A plugin JSON config should follow the structure of the plugin config model defined here. The globals field is a dictionary of global key-value pairs; values in globals will be passed to any plugin that supports the corresponding key. The plugins field should be a dictionary mapping plugin names to sub-dictionaries of plugin arguments. Lastly, the result_collators attribute is used to define result collator classes that will be run on the plugin results. By default, the CLI adds the TableSummary result collator, which prints a summary of each plugin’s results in a tabular format to the console.
{
"globals_args": {},
"plugins": {
"BiosPlugin": {
"analysis_args": {
"exp_bios_version": "TestBios123"
}
},
"RocmPlugin": {
"analysis_args": {
"exp_rocm_version": "TestRocm123"
}
}
}
}Global args can be used to skip sudo plugins or enable/disble either collection or analysis. Below is an example that skips sudo requiring plugins and disables analysis.
"global_args": {
"collection_args": {
"skip_sudo" : 1
},
"collection" : 1,
"analysis" : 0
},A plugin config can be used to compare the system data against the config specifications. Built-in configs include NodeStatus (a subset of plugins) and AllPlugins (runs every registered plugin with default arguments—useful for generating a reference config from the full system).
Using a JSON file:
node-scraper --plugin-configs plugin_config.jsonHere is an example of a comprehensive plugin config that specifies analyzer args for each plugin:
{
"global_args": {},
"plugins": {
"BiosPlugin": {
"analysis_args": {
"exp_bios_version": "3.5"
}
},
"CmdlinePlugin": {
"analysis_args": {
"cmdline": "imgurl=test NODE=nodename selinux=0 serial console=ttyS1,115200 console=tty0",
"required_cmdline" : "selinux=0"
}
},
"DkmsPlugin": {
"analysis_args": {
"dkms_status": "amdgpu/6.11",
"dkms_version" : "dkms-3.1",
"regex_match" : true
}
},
"KernelPlugin": {
"analysis_args": {
"exp_kernel": "5.11-generic"
}
},
"OsPlugin": {
"analysis_args": {
"exp_os": "Ubuntu 22.04.2 LTS"
}
},
"PackagePlugin": {
"analysis_args": {
"exp_package_ver": {
"gcc": "11.4.0"
},
"regex_match": false
}
},
"RocmPlugin": {
"analysis_args": {
"exp_rocm": "6.5"
}
}
},
"result_collators": {},
"name": "plugin_config",
"desc": "My golden config"
}This command can be used to generate a reference config that is populated with current system configurations. Plugins that use analyzer args (where applicable) will be populated with system data.
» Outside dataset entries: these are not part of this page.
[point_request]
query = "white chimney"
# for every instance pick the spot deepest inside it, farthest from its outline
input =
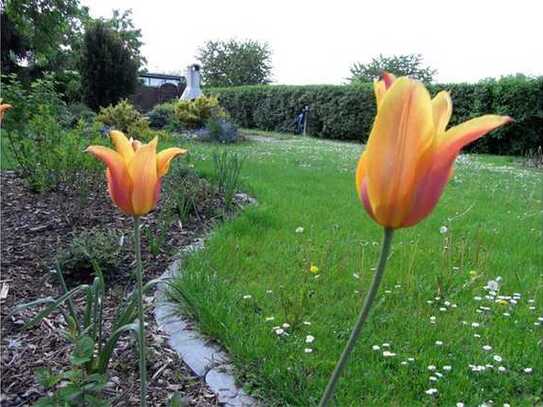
(192, 76)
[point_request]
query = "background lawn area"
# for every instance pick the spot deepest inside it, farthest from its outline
(432, 310)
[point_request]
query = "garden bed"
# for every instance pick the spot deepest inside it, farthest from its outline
(34, 227)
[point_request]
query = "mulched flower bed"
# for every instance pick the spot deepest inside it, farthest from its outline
(34, 227)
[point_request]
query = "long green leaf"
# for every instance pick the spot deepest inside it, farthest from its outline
(53, 306)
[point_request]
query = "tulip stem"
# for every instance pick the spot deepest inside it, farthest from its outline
(141, 328)
(368, 301)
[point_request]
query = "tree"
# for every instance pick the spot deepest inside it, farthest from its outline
(400, 65)
(109, 68)
(235, 63)
(41, 33)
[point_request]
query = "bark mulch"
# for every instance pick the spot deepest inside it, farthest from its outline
(33, 227)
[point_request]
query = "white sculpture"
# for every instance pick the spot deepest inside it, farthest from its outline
(192, 76)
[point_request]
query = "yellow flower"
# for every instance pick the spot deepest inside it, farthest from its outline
(409, 156)
(134, 172)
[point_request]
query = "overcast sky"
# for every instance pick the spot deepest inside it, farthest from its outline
(316, 42)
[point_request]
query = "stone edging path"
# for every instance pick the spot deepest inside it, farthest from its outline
(205, 358)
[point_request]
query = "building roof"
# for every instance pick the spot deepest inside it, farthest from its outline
(161, 76)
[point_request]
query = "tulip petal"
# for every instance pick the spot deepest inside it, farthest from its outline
(442, 110)
(430, 186)
(122, 145)
(143, 172)
(379, 89)
(402, 132)
(119, 184)
(164, 158)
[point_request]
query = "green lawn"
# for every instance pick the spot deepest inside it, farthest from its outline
(432, 309)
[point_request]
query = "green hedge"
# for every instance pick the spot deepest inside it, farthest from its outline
(347, 112)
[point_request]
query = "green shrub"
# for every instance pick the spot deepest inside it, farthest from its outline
(124, 117)
(104, 248)
(221, 131)
(347, 112)
(194, 113)
(161, 115)
(227, 166)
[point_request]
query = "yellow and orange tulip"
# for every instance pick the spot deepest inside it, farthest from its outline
(3, 108)
(134, 172)
(410, 155)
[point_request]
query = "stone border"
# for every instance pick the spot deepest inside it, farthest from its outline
(206, 359)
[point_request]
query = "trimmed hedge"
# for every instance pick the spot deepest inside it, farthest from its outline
(347, 112)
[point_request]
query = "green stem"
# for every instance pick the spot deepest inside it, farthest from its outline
(141, 330)
(331, 387)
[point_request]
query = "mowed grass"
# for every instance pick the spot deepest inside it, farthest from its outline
(434, 318)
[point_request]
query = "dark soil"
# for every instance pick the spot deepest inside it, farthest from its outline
(34, 227)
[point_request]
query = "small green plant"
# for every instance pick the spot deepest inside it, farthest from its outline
(227, 167)
(88, 247)
(92, 346)
(194, 113)
(161, 115)
(124, 117)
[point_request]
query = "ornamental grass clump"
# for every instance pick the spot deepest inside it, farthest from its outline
(401, 174)
(134, 173)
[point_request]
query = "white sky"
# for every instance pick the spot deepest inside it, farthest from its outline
(315, 42)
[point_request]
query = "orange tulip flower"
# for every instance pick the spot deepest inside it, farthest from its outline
(134, 172)
(3, 108)
(410, 155)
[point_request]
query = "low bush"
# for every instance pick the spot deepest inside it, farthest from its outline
(194, 113)
(124, 117)
(88, 247)
(162, 115)
(347, 112)
(222, 131)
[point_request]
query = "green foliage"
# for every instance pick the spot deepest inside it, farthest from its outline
(184, 190)
(93, 345)
(227, 166)
(162, 115)
(124, 117)
(46, 154)
(88, 247)
(235, 63)
(194, 113)
(109, 68)
(347, 112)
(44, 33)
(222, 131)
(400, 65)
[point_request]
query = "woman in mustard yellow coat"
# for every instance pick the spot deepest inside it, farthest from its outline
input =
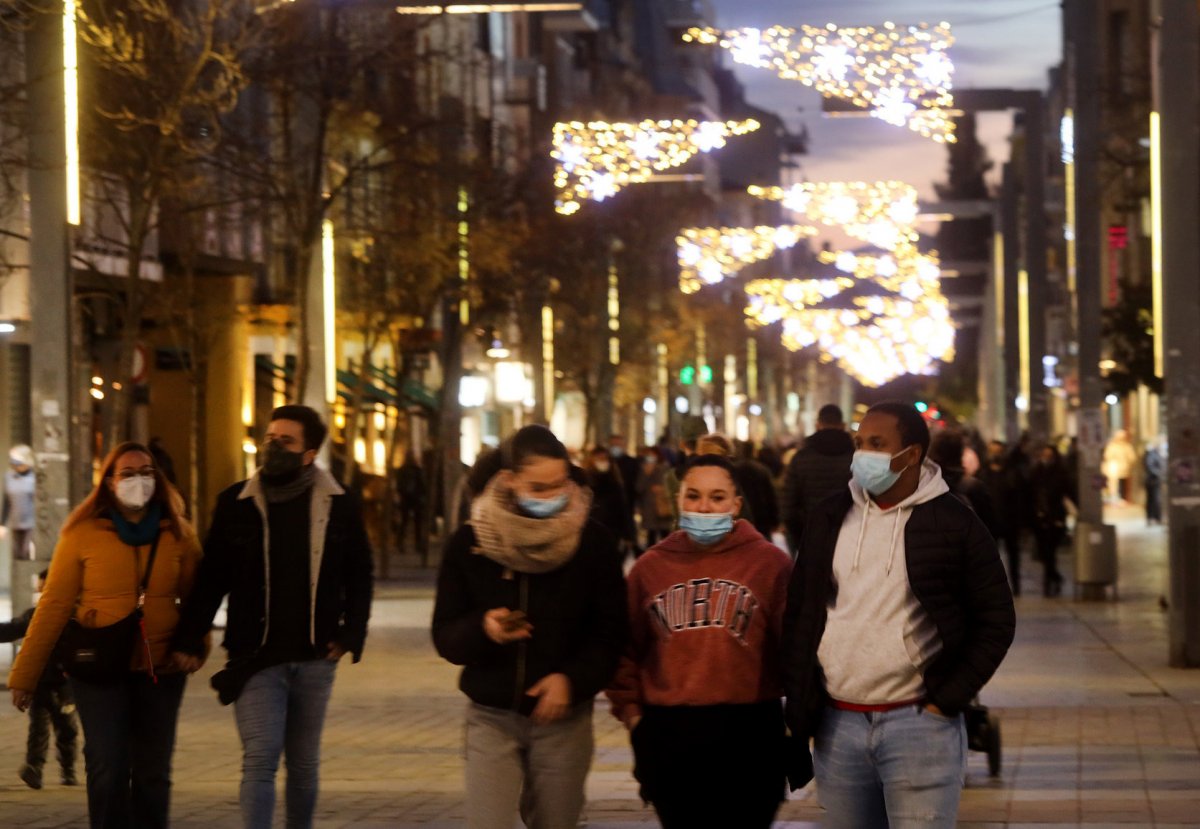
(96, 571)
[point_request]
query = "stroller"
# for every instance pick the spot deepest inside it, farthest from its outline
(983, 734)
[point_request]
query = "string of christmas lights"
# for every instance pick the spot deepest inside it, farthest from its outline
(882, 214)
(594, 161)
(901, 73)
(708, 256)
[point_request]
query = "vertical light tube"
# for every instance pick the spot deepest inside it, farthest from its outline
(547, 359)
(1156, 236)
(613, 314)
(71, 108)
(997, 254)
(1023, 288)
(463, 254)
(329, 305)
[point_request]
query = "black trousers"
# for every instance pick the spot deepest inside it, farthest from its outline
(712, 766)
(53, 708)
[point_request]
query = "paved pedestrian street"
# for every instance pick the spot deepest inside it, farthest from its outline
(1097, 731)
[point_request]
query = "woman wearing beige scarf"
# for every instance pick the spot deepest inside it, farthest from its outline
(532, 604)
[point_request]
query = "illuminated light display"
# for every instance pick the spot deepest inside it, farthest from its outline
(882, 214)
(901, 73)
(594, 161)
(708, 256)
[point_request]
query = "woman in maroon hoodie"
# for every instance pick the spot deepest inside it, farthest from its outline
(700, 685)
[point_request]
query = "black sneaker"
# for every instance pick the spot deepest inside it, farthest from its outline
(31, 776)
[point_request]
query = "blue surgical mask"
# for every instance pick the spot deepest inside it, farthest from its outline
(873, 470)
(706, 528)
(543, 508)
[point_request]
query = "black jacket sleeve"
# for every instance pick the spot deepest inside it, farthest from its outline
(13, 630)
(990, 624)
(358, 575)
(457, 624)
(593, 665)
(213, 581)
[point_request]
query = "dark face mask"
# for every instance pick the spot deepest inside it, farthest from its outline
(280, 464)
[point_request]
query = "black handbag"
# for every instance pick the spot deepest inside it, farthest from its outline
(102, 655)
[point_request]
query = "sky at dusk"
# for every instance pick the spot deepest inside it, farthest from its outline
(997, 43)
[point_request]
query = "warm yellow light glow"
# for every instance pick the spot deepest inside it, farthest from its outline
(901, 74)
(882, 214)
(707, 256)
(329, 305)
(463, 254)
(594, 161)
(547, 359)
(1156, 239)
(71, 108)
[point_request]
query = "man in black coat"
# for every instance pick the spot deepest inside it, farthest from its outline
(289, 548)
(821, 468)
(898, 613)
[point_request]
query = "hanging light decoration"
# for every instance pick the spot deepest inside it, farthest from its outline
(882, 214)
(708, 256)
(597, 160)
(900, 73)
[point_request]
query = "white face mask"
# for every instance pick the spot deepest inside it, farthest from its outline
(135, 492)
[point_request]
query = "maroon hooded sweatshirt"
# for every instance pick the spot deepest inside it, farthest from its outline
(706, 624)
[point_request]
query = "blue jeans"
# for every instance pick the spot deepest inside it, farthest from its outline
(129, 738)
(282, 712)
(899, 769)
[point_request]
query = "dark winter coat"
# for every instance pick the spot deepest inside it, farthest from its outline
(234, 564)
(821, 468)
(957, 576)
(579, 617)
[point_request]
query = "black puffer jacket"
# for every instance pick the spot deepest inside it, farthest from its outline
(821, 468)
(957, 576)
(579, 617)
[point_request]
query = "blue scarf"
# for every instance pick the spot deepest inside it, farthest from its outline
(142, 533)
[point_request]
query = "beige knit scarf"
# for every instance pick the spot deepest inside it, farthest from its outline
(523, 544)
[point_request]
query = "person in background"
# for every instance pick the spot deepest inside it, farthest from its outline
(102, 556)
(52, 708)
(609, 505)
(819, 469)
(1050, 492)
(411, 491)
(17, 515)
(898, 613)
(947, 449)
(289, 550)
(628, 468)
(531, 601)
(701, 676)
(1155, 466)
(654, 503)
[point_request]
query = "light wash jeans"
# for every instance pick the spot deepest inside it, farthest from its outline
(515, 764)
(282, 712)
(894, 769)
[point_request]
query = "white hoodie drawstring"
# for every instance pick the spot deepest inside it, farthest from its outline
(895, 532)
(862, 532)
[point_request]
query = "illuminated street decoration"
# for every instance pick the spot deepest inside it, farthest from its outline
(708, 256)
(594, 161)
(900, 73)
(882, 214)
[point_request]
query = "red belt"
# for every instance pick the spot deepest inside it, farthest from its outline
(874, 709)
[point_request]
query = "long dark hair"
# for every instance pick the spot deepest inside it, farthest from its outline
(101, 500)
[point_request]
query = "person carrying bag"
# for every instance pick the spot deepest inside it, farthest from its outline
(119, 610)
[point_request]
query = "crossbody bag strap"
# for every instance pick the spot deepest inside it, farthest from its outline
(145, 577)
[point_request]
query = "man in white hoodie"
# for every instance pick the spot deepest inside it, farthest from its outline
(898, 613)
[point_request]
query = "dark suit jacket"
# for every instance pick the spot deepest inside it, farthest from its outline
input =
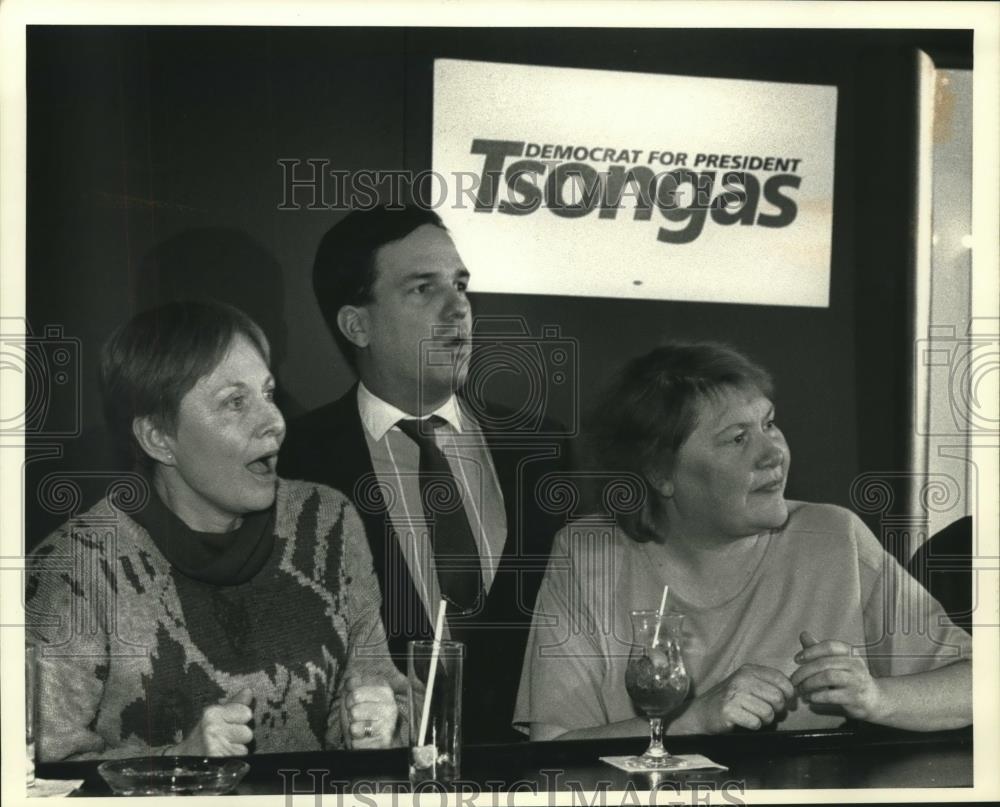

Run all registered plugins (AllPlugins config):
node-scraper --plugin-config AllPlugins
Generate a reference config for specific plugins:
node-scraper --gen-reference-config run-plugins BiosPlugin OsPlugin
This will generate the following config:
{
"global_args": {},
"plugins": {
"BiosPlugin": {
"analysis_args": {
"exp_bios_version": [
"M17"
],
"regex_match": false
}
},
"OsPlugin": {
"analysis_args": {
"exp_os": [
"8.10"
],
"exact_match": true
}
}
},
"result_collators": {}This config can later be used on a different platform for comparison, using the steps at #2:
node-scraper --plugin-configs reference_config.json
An alternate way to generate a reference config is by using log files from a previous run. The example below uses log files from 'scraper_logs_/':
node-scraper gen-plugin-config --gen-reference-config-from-logs scraper_logs_<path>/ --output-path custom_output_dirThis will generate a reference config that includes plugins with logged results in 'scraper_log_' and save the new config to 'custom_output_dir/reference_config.json'.